In the postwar years, changes in the campus and the administration of the University of Utah came so hard and fast that it must have seemed like a blur to those who remembered the old, quiet school of the pre-war days. In 1947, the university established degrees in fine arts and nursing. The first Ph.D. ever awarded by the university was given to James Sugihara, in chemistry. More and more married students meant that Stadium Village, former barracks located east of Rice Stadium, was opened to house student families. Existing barracks in Stadium Village were supplemented by movable government buildings brought by the United States government from Topaz War Relocation Center and other wartime installations. As the military began to downsize, Fort Douglas began to shrink, and the primary benefactor was the University of Utah. Three hundred acres were deeded to the school in 1948, more than doubling the size of the campus. That same year, enrollment reached over 12,000.

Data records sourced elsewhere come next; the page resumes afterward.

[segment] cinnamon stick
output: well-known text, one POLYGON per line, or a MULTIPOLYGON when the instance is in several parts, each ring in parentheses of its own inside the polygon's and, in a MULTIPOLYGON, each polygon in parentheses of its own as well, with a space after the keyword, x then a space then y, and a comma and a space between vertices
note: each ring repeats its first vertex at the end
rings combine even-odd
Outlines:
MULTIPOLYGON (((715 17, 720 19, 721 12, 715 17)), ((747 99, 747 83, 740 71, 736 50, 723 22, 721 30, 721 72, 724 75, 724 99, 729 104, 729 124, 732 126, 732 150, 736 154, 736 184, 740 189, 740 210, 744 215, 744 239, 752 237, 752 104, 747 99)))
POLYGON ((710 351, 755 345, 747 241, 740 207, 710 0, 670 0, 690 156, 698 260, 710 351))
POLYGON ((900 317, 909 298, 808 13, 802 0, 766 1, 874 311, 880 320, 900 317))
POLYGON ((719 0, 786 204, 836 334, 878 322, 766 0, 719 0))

1948 was a crucial year for the growth of arts education at the University of Utah: the College of Fine Arts was established, unifying studio art, music, theater, and dance under one umbrella. The same year, choreographer William F. Christensen was recruited from the San Francisco Ballet to establish a ballet department; he would go on to found Ballet West. Finally, the Utah Symphony moved onto campus in 1948 and began giving performances in Kingsbury Hall. Through the 1950s and 1960s, the University’s ballet and modern dance programs gained national recognition in this time period from the work of Christensen and Elizabeth R. Hayes. The work of distinguished alumni like Virginia Tanner, who founded Children's Dance Theatre, also bolstered the school's reputation. Yet two professors helped put the modern dance program on a national stage. In 1964, Shirley Ririe and Joan Woodbury founded Ririe-Woodbury Dance Company; within a year, the company was supported by the National Endowment for the Arts. Two years later, Virginia Tanner started her own professional modern dance company, Repertory Dance Theatre. Both companies continue to define the modern dance scene in Utah and on a national scale.

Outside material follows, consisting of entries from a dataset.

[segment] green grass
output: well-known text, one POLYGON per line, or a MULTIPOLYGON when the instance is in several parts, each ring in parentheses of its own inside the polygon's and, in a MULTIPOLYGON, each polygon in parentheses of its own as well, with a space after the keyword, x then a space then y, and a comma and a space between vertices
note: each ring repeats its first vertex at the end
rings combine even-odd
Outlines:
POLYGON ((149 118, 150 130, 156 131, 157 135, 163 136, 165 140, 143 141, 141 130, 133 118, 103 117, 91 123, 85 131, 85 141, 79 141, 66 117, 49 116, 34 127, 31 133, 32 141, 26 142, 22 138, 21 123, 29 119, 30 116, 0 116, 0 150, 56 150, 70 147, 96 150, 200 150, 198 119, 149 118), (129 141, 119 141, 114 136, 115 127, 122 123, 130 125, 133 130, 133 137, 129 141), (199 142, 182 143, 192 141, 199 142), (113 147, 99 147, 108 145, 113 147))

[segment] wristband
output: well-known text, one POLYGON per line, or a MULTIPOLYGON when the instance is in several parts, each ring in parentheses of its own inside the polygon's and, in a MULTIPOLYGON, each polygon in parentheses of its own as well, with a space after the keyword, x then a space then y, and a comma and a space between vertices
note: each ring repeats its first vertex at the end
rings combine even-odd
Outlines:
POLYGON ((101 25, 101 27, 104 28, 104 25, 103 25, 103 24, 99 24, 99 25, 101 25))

The University celebrated its centennial in 1950. That year, the first class of the College of Pharmacy graduated, and the College of Business offered an MBA for the first time. The university’s athletic department was busy during the 1950s. In 1953, under coach Jack Curtice, the football team defeated Brigham Young University in their first nationally televised football game. Besides football, men could participate in basketball, baseball, skiing, track, swimming, wrestling, and golf. The only organized team for women was a ski team, but they could enjoy intramural archery, volleyball, tennis, and basketball. Orson Spencer Hall, named for the first chancellor of the University of Deseret, opened in 1955, followed the next year by Ballif Hall, a men's residence. The university entered the television age in 1957 with the establishment of KUED, an educational TV station funded in part by a grant from the Ford Foundation. Originally broadcast from the basement of the Student Union, KUED aired local programming and programs from National Education Television and broadcast to parts of Nevada, Montana, Idaho, and Wyoming.

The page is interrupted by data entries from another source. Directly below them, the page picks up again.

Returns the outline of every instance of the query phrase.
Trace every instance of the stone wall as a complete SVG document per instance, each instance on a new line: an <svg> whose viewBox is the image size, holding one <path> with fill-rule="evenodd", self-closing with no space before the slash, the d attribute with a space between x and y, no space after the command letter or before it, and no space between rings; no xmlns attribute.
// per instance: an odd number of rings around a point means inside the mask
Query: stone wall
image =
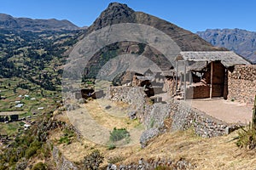
<svg viewBox="0 0 256 170"><path fill-rule="evenodd" d="M61 154L59 149L53 146L52 156L59 170L78 170L78 167Z"/></svg>
<svg viewBox="0 0 256 170"><path fill-rule="evenodd" d="M235 65L229 71L228 99L253 104L256 94L256 65Z"/></svg>
<svg viewBox="0 0 256 170"><path fill-rule="evenodd" d="M160 133L193 128L203 138L228 134L241 124L230 124L192 108L188 103L172 99L167 104L154 104L146 106L144 124L140 143L145 147L149 140Z"/></svg>
<svg viewBox="0 0 256 170"><path fill-rule="evenodd" d="M201 137L211 138L227 134L241 125L229 124L192 108L183 100L171 99L167 103L147 102L142 88L113 87L109 99L129 103L134 110L140 111L139 118L146 127L140 143L147 143L160 133L193 128Z"/></svg>
<svg viewBox="0 0 256 170"><path fill-rule="evenodd" d="M108 98L112 101L128 103L133 110L142 113L145 109L146 97L143 88L120 86L110 87Z"/></svg>

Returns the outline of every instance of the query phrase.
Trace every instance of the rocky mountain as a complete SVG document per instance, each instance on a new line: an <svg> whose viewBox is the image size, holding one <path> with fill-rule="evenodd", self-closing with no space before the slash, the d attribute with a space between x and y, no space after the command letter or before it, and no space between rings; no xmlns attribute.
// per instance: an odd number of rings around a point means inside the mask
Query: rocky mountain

The “Baby Boomer” generation was reaching the point where their numbers would soon crowd the university's facilities, and President Olpin embarked on an ambitious ten-year building program in 1957 that would change the face of the campus forever. Within a decade, more than thirty buildings were completed. The first of these was the new Union building, later named in honor of President Olpin. Construction began on the Merrill Engineering building in 1958, and on Milton Bennion Hall the next year. Also in 1958, the University acquired a 35-acre plot of land near the Veterans Hospital and began construction of new married student housing.

President Olpin retired from university service in 1964, but he left a campus greatly expanded both in size and in student population. Under his leadership, the campus had quadrupled in size, and the number of buildings had also increased dramatically. Student population had gone from under 4,000 when he began his tenure, to over 12,000 by the time he left. Little could he realize, as he handed over the reins to new President James C. Fletcher, that rising tensions in the country would soon reach the cloistered halls of the campus on the East Bench of Salt Lake City.